We report here that induction of ectoATPase by 2,3,7,8-tetrachlorodibenzo-p-dioxin (TCDD) is cell-type specific and not a generalized response to aryl hydrocarbon (Ah) receptor activation. TCDD increased [14C]-ATP and -ADP metabolism in two mouse hepatoma lines, Hepa1c1c7 and Hepa1-6 cells, but not in human hepatoma HepG2 or HuH-7 cells, human umbilical vein endothelial cells (HUVEC), chick hepatoma (LMH) cells, or chick primary hepatocytes or cardiac myocytes, even though all of those cell types were Ah receptor-responsive, as evidenced by cytochrome P4501A induction. To determine whether the differences in ectonucleotidase responsiveness to TCDD might be related to differences in cell-type ectonucleotidase expression, ATP and ADP metabolite patterns, the products of several classes of ectonucleotidases including ectonucleoside triphosphate diphosphohydrolases (E-NTPDases), ectophosphodiesterase/pyrophosphatases (E-NPP enzymes) and ectoalkaline phosphatase activities were examined.

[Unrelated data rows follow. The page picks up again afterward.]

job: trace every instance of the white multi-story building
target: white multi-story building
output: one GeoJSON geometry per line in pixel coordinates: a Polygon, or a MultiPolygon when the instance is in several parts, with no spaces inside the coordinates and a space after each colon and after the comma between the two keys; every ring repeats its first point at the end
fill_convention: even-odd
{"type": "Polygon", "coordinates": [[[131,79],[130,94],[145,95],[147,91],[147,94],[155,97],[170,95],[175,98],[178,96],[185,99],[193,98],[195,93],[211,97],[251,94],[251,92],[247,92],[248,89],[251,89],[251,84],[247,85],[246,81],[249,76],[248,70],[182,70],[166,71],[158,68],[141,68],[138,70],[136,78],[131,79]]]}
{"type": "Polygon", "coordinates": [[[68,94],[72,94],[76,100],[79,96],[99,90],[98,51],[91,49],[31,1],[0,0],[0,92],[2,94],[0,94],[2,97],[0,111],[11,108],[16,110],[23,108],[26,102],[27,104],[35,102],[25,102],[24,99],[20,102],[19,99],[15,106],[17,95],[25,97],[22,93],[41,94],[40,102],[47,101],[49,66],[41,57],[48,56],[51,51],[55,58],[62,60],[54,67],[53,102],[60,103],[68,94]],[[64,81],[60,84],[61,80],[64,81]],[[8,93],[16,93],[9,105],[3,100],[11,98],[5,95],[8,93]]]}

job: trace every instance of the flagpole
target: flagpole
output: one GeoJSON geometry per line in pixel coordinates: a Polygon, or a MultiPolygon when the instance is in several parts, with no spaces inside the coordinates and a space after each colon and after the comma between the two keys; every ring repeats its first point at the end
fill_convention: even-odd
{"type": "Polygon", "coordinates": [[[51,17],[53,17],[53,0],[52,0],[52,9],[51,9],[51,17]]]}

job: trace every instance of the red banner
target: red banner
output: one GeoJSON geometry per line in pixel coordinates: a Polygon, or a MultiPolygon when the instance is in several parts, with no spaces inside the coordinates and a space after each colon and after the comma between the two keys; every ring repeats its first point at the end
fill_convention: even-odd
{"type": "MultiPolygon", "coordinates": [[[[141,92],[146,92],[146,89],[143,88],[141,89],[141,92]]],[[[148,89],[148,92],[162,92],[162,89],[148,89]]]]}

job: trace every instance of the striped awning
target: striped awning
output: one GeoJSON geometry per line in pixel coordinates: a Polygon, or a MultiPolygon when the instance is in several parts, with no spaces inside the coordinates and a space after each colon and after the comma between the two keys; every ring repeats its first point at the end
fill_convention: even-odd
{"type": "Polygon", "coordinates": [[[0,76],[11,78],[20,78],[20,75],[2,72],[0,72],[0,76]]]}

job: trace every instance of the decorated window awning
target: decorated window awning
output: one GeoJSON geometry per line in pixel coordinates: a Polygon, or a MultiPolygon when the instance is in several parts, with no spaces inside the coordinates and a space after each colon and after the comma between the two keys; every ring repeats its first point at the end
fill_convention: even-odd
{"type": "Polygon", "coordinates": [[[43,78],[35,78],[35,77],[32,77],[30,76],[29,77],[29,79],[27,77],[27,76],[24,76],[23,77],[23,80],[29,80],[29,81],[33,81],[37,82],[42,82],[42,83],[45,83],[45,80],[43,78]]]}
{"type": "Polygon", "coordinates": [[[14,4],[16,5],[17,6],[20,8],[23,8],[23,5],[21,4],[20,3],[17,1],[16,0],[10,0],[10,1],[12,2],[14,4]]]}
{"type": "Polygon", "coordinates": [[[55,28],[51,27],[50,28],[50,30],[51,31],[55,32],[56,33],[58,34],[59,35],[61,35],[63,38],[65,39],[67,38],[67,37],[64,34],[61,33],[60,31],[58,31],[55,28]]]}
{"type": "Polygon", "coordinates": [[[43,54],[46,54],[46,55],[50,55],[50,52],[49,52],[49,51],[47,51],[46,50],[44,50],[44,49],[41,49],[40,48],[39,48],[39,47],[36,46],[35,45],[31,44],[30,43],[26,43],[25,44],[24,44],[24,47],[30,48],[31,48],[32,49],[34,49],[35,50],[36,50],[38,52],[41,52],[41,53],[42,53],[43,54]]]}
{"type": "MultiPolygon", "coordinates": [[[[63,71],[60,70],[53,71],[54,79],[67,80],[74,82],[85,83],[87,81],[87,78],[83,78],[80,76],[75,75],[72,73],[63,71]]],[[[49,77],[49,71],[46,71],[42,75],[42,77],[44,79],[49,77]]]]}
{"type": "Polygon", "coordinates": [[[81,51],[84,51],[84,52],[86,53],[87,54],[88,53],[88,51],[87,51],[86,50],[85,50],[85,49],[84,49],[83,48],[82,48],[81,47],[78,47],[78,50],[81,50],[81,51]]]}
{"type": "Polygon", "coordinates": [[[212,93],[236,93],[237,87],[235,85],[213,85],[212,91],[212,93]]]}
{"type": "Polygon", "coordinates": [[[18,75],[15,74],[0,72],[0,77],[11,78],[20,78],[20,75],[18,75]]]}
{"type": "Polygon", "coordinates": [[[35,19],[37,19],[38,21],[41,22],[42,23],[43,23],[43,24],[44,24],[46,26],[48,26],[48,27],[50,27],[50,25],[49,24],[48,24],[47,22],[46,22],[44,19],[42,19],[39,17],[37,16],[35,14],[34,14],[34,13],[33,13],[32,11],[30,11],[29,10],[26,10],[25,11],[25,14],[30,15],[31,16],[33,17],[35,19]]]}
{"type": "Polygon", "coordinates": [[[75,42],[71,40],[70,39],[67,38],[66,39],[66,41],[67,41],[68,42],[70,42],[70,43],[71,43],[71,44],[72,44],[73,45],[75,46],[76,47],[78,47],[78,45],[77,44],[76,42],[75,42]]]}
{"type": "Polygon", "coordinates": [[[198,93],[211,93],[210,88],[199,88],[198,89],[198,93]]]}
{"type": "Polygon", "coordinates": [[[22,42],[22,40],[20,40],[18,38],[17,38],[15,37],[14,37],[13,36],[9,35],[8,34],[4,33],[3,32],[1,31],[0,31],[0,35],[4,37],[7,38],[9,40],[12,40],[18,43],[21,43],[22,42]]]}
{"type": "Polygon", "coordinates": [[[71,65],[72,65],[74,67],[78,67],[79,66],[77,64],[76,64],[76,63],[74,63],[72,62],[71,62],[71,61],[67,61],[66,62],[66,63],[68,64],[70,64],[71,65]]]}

Those patterns, together with results of enzyme assays, Western blotting, or semiquantitative RT-PCR show that NTPDase2 is the main ectonucleotidase for murine and human hepatoma cells, NTPDase3 for chick hepatocytes and LMH cells, and an E-NPP enzyme for chick cardiac myocytes. Evidence for NTPDase2 expression was lacking in all cells except the mouse and human hepatoma cells. TCDD increased expression of the NTPDase2 gene but only in the mouse and not in the human hepatoma cells. TCDD did not increase NTPDase3, NTPDase1, E-NPP, or alkaline phosphatase in any of the cell types examined. The failure of TCDD to increase ATP metabolism in HUVEC, chick LMH cells, hepatocytes, and cardiac myocytes can be attributed to their lack of NTPDase2 expression, while the increase in ATP metabolism by TCDD in the mouse but not the human hepatoma cells can be explained by differences in TCDD effects on mouse and human hepatoma NTPDase2 gene expression. In addition to characterizing effects of TCDD on ectonucleotidases, these studies reveal major differences in the complements of ectonucleotidases present in different cell types. It is likely that such differences are important for cell-specific susceptibility to extracellular nucleotide toxicity and responses to purinergic signaling.